En causant ainsi, M. Patu - c’était le nom de ma nouvelle connaissance - me conduisit jusqu’à la porte de la demeure de Silvia, qu’il me félicita de connaître, et nous nous séparâmes. Je trouvai cette aimable actrice en belle compagnie. Elle me présenta à tout le monde et me fit connaître chaque personne en particulier.
Le nom de Crébillon me frappa. « Comment, monsieur ? lui dis-je ; heureux si vite ! Il y a huit ans que vous me charmez et que je désire vous connaître. Écoutez de grâce. »
Je lui récite alors sa plus belle tirade de Zénobie et Radamiste, que j’avais traduite en vers blancs. Silvia jouissait de voir le plaisir que Crébillon éprouvait à quatre-vingt ans de s’entendre dans une langue qu’il possédait parfaitement et qu’il aimait à l’égal de la sienne. Il récita la même scène en français et releva avec politesse les endroits où il trouvait que je l’avais embelli. Je le remerciai sans être dupe du compliment.
Nous nous mimes à table, et comme on me demanda ce que j’avais vu de beau dans Paris, je racontai tout, excepté mon entretien avec Patu.

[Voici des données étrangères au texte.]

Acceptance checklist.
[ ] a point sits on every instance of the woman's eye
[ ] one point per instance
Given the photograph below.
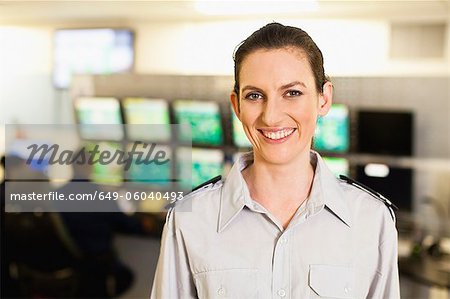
(293, 93)
(253, 96)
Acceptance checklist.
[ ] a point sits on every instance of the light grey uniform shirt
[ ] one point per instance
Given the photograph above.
(341, 243)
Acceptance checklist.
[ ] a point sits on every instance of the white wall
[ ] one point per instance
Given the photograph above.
(351, 48)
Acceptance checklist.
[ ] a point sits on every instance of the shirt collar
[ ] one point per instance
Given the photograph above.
(325, 192)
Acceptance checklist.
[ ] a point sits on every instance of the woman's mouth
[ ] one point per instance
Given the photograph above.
(277, 135)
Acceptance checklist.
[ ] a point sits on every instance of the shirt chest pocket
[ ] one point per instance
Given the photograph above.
(232, 283)
(331, 281)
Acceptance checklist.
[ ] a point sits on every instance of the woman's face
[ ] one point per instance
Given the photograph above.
(278, 103)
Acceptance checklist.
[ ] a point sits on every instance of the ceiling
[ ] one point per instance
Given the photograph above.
(50, 12)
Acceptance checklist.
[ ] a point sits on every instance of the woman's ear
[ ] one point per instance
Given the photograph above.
(234, 99)
(326, 98)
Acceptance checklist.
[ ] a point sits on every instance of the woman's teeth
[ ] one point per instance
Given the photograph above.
(278, 134)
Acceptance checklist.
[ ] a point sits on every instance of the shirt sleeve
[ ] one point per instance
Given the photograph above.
(173, 278)
(387, 283)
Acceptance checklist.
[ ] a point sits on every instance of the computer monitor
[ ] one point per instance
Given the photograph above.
(204, 119)
(205, 164)
(99, 118)
(139, 111)
(392, 182)
(91, 51)
(385, 132)
(337, 165)
(105, 173)
(239, 137)
(150, 174)
(332, 130)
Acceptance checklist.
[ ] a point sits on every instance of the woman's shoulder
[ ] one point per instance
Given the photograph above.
(367, 205)
(202, 200)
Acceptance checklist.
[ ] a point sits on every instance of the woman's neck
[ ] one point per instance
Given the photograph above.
(280, 188)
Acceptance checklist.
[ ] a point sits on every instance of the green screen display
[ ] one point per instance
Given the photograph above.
(95, 115)
(337, 166)
(108, 174)
(332, 130)
(205, 164)
(147, 111)
(204, 119)
(239, 137)
(151, 174)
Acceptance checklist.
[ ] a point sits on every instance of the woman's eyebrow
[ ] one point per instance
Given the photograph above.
(250, 87)
(292, 84)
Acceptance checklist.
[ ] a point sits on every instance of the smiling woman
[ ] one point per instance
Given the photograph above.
(281, 224)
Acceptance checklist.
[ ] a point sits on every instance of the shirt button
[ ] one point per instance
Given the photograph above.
(281, 293)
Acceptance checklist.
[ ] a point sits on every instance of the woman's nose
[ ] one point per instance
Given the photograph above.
(272, 113)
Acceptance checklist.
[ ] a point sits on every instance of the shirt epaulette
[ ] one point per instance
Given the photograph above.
(208, 183)
(391, 207)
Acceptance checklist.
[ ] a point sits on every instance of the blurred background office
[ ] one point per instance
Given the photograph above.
(144, 62)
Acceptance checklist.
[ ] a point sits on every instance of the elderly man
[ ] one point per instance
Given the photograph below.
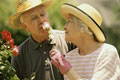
(33, 56)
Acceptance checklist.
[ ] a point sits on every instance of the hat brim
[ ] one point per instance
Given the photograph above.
(14, 20)
(85, 18)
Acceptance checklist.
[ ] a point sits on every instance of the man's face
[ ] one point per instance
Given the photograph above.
(34, 20)
(72, 30)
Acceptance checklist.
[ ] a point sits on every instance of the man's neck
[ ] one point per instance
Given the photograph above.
(40, 38)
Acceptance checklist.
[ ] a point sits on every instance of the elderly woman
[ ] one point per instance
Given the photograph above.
(93, 59)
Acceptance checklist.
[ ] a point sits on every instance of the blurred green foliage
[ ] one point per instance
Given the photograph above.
(7, 8)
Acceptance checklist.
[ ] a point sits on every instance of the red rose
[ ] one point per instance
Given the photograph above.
(11, 42)
(6, 35)
(15, 50)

Après avoir parlé fort longtemps, Crébillon, qui avait observé mieux que tous les autres le chemin que je prenais pour connaître le bon et le mauvais côté de sa nation, me parla en ces termes :
« Pour un premier jour, monsieur, je trouve que vous promettez beaucoup, et sans doute vous ferez des progrès rapides. Vous narrez bien et vous parlez le français de manière à vous faire parfaitement comprendre ; mais tout ce que vous dites n’est que de l’italien habillé en français. Vous vous faites écouter avec intérêt, et par cette nouveauté vous captivez doublement l’attention de ceux qui vous écoutent : je vous dirai même que votre jargon est fait pour captiver les suffrages de vos auditeurs ; car il est singulier, nouveau ; et vous êtes dans le pays où l’on court après ces deux divinités. Cependant vous devez commencer dès demain à vous donner toutes les peines pour apprendre à bien parler notre langue, car dans deux ou trois mois, les mêmes personnes qui vous applaudissent aujourd’hui commenceront à se moquer de vous.
- Je le crois, monsieur, et je le crains ; aussi mon principal projet en venant à Paris est-il de m’attacher de toutes mes forces à l’étude de la langue française ; mais, monsieur, comment ferai-je pour trouver un maître ? Je suis un élève insoutenable, interrogateur, curieux, importun, insatiable ; et en supposant que je puisse trouver un maître pareil, je ne suis pas assez riche pour pouvoir le payer.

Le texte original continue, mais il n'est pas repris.